CHAPTER XVI:  IN THE DUNGEONS OF CARTHAGE

Fabius, after the escape of Hannibal from the trap in which he believed he had caught him, followed him into Apulia, and encamped on high ground in his neighbourhood intending to continue the same waiting tactics.  He was, however, soon afterwards recalled to Rome to consult with the senate on matters connected with the army.  He left Minucius in command, with strict orders that he should on no account suffer himself to be enticed into a battle.  Minucius moved forward to within five miles of Geronium, and then encamped upon a spur of the hills.

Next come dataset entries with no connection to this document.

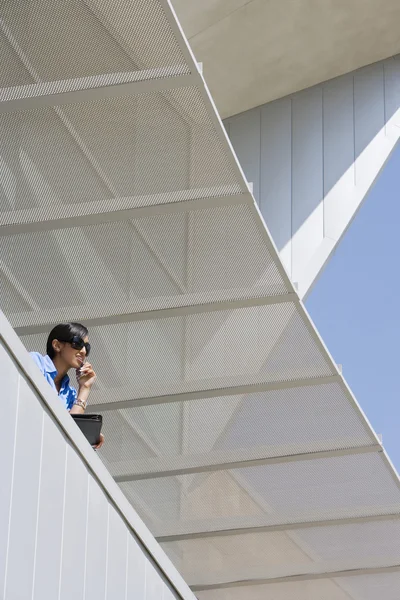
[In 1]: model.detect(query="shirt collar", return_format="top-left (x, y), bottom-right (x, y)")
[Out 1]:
top-left (43, 354), bottom-right (69, 387)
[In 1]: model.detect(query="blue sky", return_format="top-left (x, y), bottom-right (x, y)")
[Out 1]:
top-left (306, 146), bottom-right (400, 471)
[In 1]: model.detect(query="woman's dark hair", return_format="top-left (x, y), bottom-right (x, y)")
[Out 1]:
top-left (46, 323), bottom-right (89, 358)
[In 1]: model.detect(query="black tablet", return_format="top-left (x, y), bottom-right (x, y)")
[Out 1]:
top-left (71, 414), bottom-right (103, 446)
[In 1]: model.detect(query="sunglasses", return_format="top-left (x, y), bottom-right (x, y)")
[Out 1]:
top-left (58, 335), bottom-right (90, 356)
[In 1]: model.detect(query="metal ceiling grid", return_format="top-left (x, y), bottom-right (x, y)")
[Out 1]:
top-left (0, 0), bottom-right (400, 600)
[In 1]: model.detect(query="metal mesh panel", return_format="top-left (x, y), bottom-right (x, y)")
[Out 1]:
top-left (91, 383), bottom-right (375, 476)
top-left (22, 304), bottom-right (334, 404)
top-left (0, 0), bottom-right (189, 89)
top-left (0, 30), bottom-right (33, 86)
top-left (0, 87), bottom-right (243, 224)
top-left (0, 205), bottom-right (287, 326)
top-left (120, 454), bottom-right (400, 535)
top-left (162, 519), bottom-right (400, 585)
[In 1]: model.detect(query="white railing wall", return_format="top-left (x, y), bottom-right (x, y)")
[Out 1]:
top-left (0, 312), bottom-right (194, 600)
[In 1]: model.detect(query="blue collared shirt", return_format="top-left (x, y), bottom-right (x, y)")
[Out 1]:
top-left (30, 352), bottom-right (77, 410)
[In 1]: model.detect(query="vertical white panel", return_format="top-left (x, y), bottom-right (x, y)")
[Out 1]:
top-left (126, 535), bottom-right (148, 600)
top-left (5, 377), bottom-right (43, 600)
top-left (33, 414), bottom-right (67, 600)
top-left (163, 584), bottom-right (178, 600)
top-left (323, 75), bottom-right (355, 239)
top-left (354, 63), bottom-right (385, 187)
top-left (85, 477), bottom-right (108, 600)
top-left (106, 505), bottom-right (128, 600)
top-left (383, 56), bottom-right (400, 141)
top-left (260, 98), bottom-right (292, 273)
top-left (0, 343), bottom-right (19, 597)
top-left (292, 86), bottom-right (324, 281)
top-left (145, 561), bottom-right (164, 600)
top-left (229, 108), bottom-right (260, 204)
top-left (60, 446), bottom-right (88, 600)
top-left (223, 119), bottom-right (231, 136)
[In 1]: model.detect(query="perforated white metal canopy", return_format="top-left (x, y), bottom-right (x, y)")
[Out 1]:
top-left (0, 0), bottom-right (400, 600)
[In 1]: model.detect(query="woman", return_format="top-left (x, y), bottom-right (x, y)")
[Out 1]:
top-left (31, 323), bottom-right (104, 449)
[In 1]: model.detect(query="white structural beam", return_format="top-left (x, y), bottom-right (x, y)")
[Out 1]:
top-left (90, 375), bottom-right (342, 412)
top-left (225, 56), bottom-right (400, 297)
top-left (114, 444), bottom-right (382, 483)
top-left (190, 563), bottom-right (400, 592)
top-left (156, 513), bottom-right (400, 544)
top-left (172, 0), bottom-right (400, 117)
top-left (11, 287), bottom-right (297, 336)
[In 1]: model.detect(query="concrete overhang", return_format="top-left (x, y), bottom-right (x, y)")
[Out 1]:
top-left (173, 0), bottom-right (400, 118)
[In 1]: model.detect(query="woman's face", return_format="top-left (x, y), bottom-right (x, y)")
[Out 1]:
top-left (54, 336), bottom-right (89, 369)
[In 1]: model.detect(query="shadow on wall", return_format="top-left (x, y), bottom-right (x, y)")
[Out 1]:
top-left (225, 56), bottom-right (400, 260)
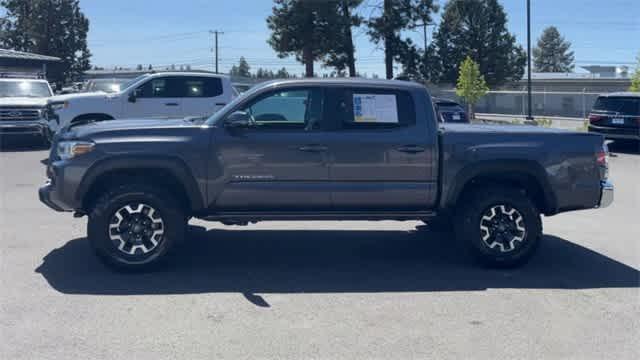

Hannibal, aware that Fabius had left, hoped to be able to tempt the impatient Minucius to an action.  He accordingly drew nearer to the Romans and encamped upon a hill three miles from their position.

Another hill lay about halfway between the two armies.  Hannibal occupied this during the night with two thousand of his light troops, but next day Minucius attacked the position, drove off its defenders, and encamped there with his whole army.  For some days Hannibal kept his force united in his intrenchments, feeling sure that Minucius would attack him.  The latter, however, strictly obeyed the orders of Fabius and remained inactive.

It was all important to the Carthaginians to collect an ample supply of food before winter set in, and Hannibal, finding that the Romans would not attack him, was compelled to resume foraging expeditions.  Two-thirds of the army were despatched in various directions in strong bodies, while the rest remained to guard the intrenchment.

This was the opportunity for which Minucius had been waiting.  He at once despatched the whole of his cavalry to attack the foraging parties, and with his infantry he advanced to the attack of the weakly defended Carthaginian camp.  For a time Hannibal had the greatest difficulty in resisting the assault of the Romans; but at last a body of four thousand of the foragers, who had beaten off the Roman cavalry and made their way into Geronium, came out to his support, and the Romans retired.

Hannibal, seeing the energy which Minucius had displayed, fell back to his old camp near Geronium, and Minucius at once occupied the position which he had vacated.  The partial success of Minucius enabled the party in Rome who had long been discontented with the waiting tactics of Fabius to make a fresh attack upon his policy, and Minucius was now raised to an equal rank with Fabius.